Primeiro, ele teve que cruzar Londres de táxi. Como o motorista se negou a deixá-lo levar o baú dentro do carro, ele teve que torcer para que este não caísse do rack no teto.
Em seguido, pegou um trem até Liverpool. Teve que dividir o compartimento com um homem misterioso e bem vestido, que tinha ares militares e passou a viagem inteira ignorando o jovem cientista e lendo um jornal.
Bowen então pegou um navio para cruzar o Atlântico. E se o navio fosse atingido por um submarino alemão? Os nazistas não podiam tomar posse dos mecanismos. Dois buracos foram feitos no baú para garantir que ele afundasse em caso de naufrágio. Mas o navio não foi atacado.
O magnetron deixou os americanos estarrecidos. A pesquisa deles estava anos atrasada.
O presidente americano, Franklin Roosevelt, aprovou financiamento para um novo laboratório no MIT, o renomado Instituto de Tecnologia de Massachusetts; um raro caso entre os esforços americanos de guerra de uma pesquisa com fins militares administrada por um entidade civil.
Lento começo
O Laboratório de Radiação do MIT, conhecido como Rad Lab, foi um sucesso em todos os critérios. Dele vieram dez pesquisadores agraciados com o Prêmio Nobel. O radar que desenvolveu ajudou a vencer a guerra ao detectar aviões e submarinos.
Mas a urgência dos tempos da guerra pode rapidamente ser esquecida em tempos de paz.
Parece óbvio que a aviação civil também precisaria de radares, considerando o quanto estava se expandindo.
Em 1945, no final da guerra, linhas domésticas nos EUA levaram 7 milhões de passageiros. Em 1955, o número tinha chegado a 38 milhões.
E quanto mais cheio estivesse o céu, mais útil seria o radar.
Mas sua instalação para prevenir colisões foi lenta e irregular. Alguns aeroportos instalaram, outros não.

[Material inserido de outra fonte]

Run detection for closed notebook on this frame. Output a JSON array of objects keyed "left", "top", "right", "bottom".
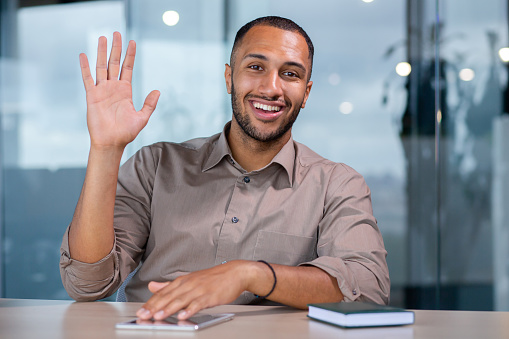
[{"left": 308, "top": 302, "right": 415, "bottom": 327}]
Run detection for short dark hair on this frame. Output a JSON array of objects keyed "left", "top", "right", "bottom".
[{"left": 230, "top": 16, "right": 315, "bottom": 80}]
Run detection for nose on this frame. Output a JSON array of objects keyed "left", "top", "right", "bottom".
[{"left": 259, "top": 70, "right": 283, "bottom": 98}]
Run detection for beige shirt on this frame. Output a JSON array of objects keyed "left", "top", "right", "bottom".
[{"left": 60, "top": 124, "right": 390, "bottom": 303}]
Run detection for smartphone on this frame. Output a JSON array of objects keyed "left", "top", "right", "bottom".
[{"left": 115, "top": 313, "right": 234, "bottom": 331}]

Na maior parte do espaço aéreo, aviões não eram rastreados. Pilotos apresentavam seus planos de voo com antecedência, o que teoricamente garantiria que dois aviões não estivessem no mesmo lugar ao mesmo tempo.
Na prática, no entanto, evitar colisões era uma questão de ver e ser visto.
Colisão desastrosa
Em 30 de junho de 1956, dois voos de passageiros partiram do aeroporto de Los Angeles com três minutos de diferença. Um ia para Kansas City, o outro para Chicago. Seus planos de vôo se cruzavam acima do Grand Canyon, mas a diferentes alturas.

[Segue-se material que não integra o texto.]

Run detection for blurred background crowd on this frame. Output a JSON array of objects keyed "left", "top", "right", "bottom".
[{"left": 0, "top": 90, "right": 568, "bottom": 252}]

Quando nuvens pesadas tomaram conta do céu, o piloto de um dos aviões pediu autorização por rádio para voar acima da tempestade. O controlador liberou.

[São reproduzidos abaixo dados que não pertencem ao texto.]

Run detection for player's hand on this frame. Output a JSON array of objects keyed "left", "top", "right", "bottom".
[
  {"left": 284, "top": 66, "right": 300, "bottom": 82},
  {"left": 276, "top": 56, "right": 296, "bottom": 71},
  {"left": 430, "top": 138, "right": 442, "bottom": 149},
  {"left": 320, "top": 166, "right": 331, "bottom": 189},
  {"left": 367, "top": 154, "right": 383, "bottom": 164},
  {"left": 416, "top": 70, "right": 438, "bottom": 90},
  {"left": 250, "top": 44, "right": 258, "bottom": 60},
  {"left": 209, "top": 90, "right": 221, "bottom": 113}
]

Ninguém sabe ao certo o que aconteceu então: aviões não tinham caixas-pretas e não houve sobreviventes. Pouco antes das 10h31, o controlador de tráfego ouviu uma truncada transmissão dizendo: "Pra cima! Estamos indo em..."
Pelos destroços que sobraram, espalhados por quilômetros através do cânion, os aviões parecem ter se aproximado um do outro a um ângulo de 25 graus, possivelmente através das nuvens.
Investigadores especularam que ambos os pilotos estavam distraídos tentando encontrar vãos entre as nuvens para que os passageiros pudessem ver a paisagem.
Problema atual
A questão de céus muito cheios está voltando à tona com o advento de drones e veículos aéreos não pilotados. Eles já estão sendo usados para várias tarefas: de colher imagens para filmes a pulverizar colheitas.
E empresas como a Amazon esperam que logo os céus estejam cheios de entregas feitas com os drones.
Autoridades responsáveis pela aviação civil estão lidando com a questão e decidindo o que aprovar. Drones têm uma tecnologia de detectar e evitar outras aeronaves. Mas será boa o suficiente?
O trágico acidente ocorreu sobre o Grand Canyon certamente fez muita gente concordar que, se havia tecnologia disponível para evitar desastres desse tipo, por que não usá-la?
Em dois anos, foi criado o que hoje se conhece como Administração Federal de Aviação dos EUA.
Os céus do país hoje estão bem mais agitados - cerca de 20 vezes a mais.
Os aeroportos hoje têm decolagens e pousos a uma média de dois por minuto. Colisões são extremamente raras, não importa o quão nublado esteja o tempo. Isso graças a muitos fatores – mas principalmente graças ao radar.